I got the same books when I joined, and they’re still on the shelf. What a terrific post! Sometimes it seems to me those were the great days of SF!

Thomas Parker

They’re the same books I got too – I guess we’ve pretty conclusively carbon-dated ourselves, huh fellas?

Thomas Parker

I think it was the two volume Treasury of Great Science Fiction; if you want to take that set away from me, you’ll have to pry it from my cold, dead hands, if only because that’s the first place I read Alfred Bester and The Stars My Destination.

Last edited 1 year ago by emcgargle
Thomas Parker

The Mystery Book Club offered a two volume Treasury of Great Mysteries; I’ve always wanted to pick those up.

R.K. Robinson

I just reread this fabulous post, and while doing so was struck by some things. First, my sign-up for SFBC was years before the back cover you show. Hmmm. I was a subscriber to Astounding SF beginning 1950, and no doubt took the plunge that decade or just after. I kept that subscription through the mid-Eighties.

Oh! How I remember those issues coming in the mail, those fabulous covers! How I wish I still had those issues today. Sigh.

Rich Horton

I also got that Hugo Winners anthology as part of my introductory package for the SFBC. My second book was Again, Dangerous Visions, and I’m not sure about the third — maybe the package of The SF Hall of Fame, Volume IIA and IIB.

That was really a great way to be introduced to short SF — early stuff, mid period stuff, and “new for then” in the Ellison anthology. (Now 50 years old, alas!)
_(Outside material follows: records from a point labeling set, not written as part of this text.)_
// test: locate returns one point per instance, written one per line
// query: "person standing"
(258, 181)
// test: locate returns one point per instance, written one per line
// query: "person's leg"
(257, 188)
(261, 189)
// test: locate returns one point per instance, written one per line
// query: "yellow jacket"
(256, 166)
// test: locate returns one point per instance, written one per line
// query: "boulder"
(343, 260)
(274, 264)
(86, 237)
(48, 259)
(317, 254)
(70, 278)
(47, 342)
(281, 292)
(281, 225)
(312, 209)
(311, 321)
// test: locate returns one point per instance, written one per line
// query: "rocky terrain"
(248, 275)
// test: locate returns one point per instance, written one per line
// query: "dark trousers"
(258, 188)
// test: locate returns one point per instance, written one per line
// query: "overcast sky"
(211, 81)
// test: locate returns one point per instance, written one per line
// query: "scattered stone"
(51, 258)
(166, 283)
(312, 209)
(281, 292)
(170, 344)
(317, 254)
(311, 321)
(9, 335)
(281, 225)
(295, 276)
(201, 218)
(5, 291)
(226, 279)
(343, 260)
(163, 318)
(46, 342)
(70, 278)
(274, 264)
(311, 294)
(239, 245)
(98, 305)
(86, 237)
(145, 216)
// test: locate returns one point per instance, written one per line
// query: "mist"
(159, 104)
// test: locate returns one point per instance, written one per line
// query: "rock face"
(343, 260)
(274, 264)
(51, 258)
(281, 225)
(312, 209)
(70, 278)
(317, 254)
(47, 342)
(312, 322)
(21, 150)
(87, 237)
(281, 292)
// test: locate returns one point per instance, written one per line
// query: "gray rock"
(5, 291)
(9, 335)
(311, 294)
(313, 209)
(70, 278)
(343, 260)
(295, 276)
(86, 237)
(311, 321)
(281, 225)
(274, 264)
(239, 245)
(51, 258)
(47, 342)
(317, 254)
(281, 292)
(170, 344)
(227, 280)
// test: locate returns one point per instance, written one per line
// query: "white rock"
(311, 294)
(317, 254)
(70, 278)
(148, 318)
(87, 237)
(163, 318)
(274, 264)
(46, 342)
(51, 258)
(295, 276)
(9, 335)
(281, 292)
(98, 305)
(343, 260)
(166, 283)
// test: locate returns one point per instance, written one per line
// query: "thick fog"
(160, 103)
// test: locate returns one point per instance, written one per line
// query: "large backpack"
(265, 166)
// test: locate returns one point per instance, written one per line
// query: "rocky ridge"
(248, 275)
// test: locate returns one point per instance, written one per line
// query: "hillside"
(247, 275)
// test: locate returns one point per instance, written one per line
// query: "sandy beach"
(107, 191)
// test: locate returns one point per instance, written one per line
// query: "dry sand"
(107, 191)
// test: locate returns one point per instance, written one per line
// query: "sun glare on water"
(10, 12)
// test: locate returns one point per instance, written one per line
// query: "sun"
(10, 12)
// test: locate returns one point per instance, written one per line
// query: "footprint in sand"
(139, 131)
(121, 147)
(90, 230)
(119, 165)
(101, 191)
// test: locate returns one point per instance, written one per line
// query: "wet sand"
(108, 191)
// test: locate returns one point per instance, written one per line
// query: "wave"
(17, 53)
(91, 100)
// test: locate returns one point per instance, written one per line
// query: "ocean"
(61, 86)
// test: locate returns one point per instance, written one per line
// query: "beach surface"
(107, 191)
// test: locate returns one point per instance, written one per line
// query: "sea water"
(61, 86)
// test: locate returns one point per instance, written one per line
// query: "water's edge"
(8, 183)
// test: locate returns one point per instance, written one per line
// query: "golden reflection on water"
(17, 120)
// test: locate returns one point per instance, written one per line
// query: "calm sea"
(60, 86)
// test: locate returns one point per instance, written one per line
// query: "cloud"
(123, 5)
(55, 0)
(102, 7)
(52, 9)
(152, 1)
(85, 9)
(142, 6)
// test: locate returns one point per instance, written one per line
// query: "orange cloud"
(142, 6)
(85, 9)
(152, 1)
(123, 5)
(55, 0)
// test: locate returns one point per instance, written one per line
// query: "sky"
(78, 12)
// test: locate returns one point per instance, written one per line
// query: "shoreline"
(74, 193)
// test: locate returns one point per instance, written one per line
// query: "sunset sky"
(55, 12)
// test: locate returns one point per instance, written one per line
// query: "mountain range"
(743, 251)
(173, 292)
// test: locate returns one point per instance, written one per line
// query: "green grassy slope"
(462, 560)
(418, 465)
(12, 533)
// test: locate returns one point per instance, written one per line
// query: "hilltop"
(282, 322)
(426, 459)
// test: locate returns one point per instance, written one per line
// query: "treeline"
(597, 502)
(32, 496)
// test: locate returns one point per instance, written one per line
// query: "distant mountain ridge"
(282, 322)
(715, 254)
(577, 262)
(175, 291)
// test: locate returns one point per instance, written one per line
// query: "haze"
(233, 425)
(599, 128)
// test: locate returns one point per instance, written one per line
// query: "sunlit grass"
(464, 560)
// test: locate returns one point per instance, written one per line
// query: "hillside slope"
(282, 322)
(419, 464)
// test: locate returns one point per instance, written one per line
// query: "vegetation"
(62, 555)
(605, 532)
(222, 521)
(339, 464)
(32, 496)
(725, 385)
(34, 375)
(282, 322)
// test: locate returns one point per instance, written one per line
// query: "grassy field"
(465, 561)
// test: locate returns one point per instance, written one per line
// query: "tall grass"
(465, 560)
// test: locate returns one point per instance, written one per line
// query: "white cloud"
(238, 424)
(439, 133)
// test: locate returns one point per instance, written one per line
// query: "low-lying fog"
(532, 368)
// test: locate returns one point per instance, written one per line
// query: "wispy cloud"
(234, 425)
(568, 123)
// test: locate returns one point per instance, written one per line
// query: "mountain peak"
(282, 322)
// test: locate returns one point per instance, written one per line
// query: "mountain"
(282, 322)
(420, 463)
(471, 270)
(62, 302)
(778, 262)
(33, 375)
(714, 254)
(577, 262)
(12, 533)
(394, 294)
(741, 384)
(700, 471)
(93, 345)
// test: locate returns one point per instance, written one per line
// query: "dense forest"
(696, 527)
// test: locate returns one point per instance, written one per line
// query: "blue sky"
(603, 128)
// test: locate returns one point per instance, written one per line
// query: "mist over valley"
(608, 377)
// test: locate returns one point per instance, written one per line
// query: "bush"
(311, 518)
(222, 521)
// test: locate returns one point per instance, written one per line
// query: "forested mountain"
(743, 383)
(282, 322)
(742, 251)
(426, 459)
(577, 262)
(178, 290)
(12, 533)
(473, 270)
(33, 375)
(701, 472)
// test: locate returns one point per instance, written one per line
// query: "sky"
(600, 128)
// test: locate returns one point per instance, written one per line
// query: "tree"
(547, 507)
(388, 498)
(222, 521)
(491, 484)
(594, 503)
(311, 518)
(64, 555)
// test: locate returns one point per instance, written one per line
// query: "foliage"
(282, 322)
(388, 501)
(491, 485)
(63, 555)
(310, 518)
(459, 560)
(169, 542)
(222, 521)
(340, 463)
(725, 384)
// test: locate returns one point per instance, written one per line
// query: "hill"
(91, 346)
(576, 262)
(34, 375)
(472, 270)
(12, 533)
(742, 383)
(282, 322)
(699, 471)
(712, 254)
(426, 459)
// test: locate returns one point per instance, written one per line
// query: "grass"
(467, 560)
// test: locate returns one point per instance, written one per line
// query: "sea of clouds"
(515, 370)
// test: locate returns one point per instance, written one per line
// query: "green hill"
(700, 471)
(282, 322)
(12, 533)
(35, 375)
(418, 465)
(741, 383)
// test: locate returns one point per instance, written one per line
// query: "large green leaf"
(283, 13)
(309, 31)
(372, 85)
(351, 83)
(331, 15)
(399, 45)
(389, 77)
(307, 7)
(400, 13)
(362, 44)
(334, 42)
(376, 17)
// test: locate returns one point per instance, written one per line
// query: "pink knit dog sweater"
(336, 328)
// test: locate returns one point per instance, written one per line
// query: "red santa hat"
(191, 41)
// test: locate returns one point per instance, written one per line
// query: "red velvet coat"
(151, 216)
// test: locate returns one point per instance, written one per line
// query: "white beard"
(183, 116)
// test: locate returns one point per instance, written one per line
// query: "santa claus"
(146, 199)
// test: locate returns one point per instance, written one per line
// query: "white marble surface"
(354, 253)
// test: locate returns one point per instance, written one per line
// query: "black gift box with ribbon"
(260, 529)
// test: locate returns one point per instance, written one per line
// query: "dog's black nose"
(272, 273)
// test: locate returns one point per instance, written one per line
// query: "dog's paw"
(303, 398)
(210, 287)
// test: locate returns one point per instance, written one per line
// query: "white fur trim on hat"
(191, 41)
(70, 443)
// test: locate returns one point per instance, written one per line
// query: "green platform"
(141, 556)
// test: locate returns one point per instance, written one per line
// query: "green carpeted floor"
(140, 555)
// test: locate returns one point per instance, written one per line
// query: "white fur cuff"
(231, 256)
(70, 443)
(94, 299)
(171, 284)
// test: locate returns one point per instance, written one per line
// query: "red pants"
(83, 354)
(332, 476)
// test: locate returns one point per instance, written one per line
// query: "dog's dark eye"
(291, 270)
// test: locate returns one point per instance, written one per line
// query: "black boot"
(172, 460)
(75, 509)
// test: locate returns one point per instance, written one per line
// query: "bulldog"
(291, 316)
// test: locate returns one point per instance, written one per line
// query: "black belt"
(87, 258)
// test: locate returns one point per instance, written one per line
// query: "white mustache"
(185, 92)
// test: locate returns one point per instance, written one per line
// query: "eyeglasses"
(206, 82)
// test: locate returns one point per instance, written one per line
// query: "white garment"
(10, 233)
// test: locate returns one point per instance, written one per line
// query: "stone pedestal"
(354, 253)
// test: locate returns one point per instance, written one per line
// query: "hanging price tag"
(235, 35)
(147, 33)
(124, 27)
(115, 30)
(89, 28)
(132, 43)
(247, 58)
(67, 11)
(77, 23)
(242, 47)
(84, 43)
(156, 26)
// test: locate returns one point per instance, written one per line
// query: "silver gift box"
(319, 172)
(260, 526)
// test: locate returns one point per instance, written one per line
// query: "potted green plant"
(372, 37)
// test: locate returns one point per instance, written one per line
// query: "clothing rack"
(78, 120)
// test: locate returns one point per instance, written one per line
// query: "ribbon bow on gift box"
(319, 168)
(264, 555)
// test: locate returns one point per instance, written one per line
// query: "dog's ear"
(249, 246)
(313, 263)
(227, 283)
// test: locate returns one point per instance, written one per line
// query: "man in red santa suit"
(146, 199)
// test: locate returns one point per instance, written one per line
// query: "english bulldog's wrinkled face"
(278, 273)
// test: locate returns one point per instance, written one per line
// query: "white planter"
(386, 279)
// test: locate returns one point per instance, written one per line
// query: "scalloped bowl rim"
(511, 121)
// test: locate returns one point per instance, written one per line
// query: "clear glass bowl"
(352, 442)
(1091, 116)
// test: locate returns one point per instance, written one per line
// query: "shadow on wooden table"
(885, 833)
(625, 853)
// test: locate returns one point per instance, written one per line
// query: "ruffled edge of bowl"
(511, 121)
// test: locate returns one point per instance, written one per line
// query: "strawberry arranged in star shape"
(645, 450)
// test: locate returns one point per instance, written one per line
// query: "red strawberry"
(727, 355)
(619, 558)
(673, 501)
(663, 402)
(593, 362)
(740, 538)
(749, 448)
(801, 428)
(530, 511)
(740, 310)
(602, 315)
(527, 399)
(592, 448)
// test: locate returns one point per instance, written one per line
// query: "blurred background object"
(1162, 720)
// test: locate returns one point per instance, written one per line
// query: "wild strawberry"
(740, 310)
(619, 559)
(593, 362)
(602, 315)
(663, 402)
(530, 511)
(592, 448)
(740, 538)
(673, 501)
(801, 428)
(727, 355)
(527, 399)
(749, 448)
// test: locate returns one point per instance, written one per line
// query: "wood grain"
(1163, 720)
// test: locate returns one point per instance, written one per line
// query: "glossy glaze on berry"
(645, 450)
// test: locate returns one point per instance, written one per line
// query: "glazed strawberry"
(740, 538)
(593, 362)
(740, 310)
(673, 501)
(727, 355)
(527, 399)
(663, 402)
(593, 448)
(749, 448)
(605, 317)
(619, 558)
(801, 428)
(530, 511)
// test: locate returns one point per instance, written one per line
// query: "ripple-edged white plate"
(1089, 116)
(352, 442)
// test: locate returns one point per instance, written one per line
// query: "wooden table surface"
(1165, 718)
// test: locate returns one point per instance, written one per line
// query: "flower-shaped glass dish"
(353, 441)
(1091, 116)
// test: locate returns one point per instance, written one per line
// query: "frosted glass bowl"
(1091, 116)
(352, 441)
And, yes, I loved all of Asimov’s chatty introductions — in the Hugo books, and in The Early Asimov, and in Before the Golden Age …

Piet Nel

Just a pedantic little correction: The three short fiction categories became standard only in 1973, not 1968. The years 1970 – 1972 reverted to only two short fiction categories (novella and short story), but there has been complete consistency since 1973 (provided of course we ignore the occasional overrun of the relevant word counts). Since 1973 the Hugos and Nebulas have had the same short fiction categories.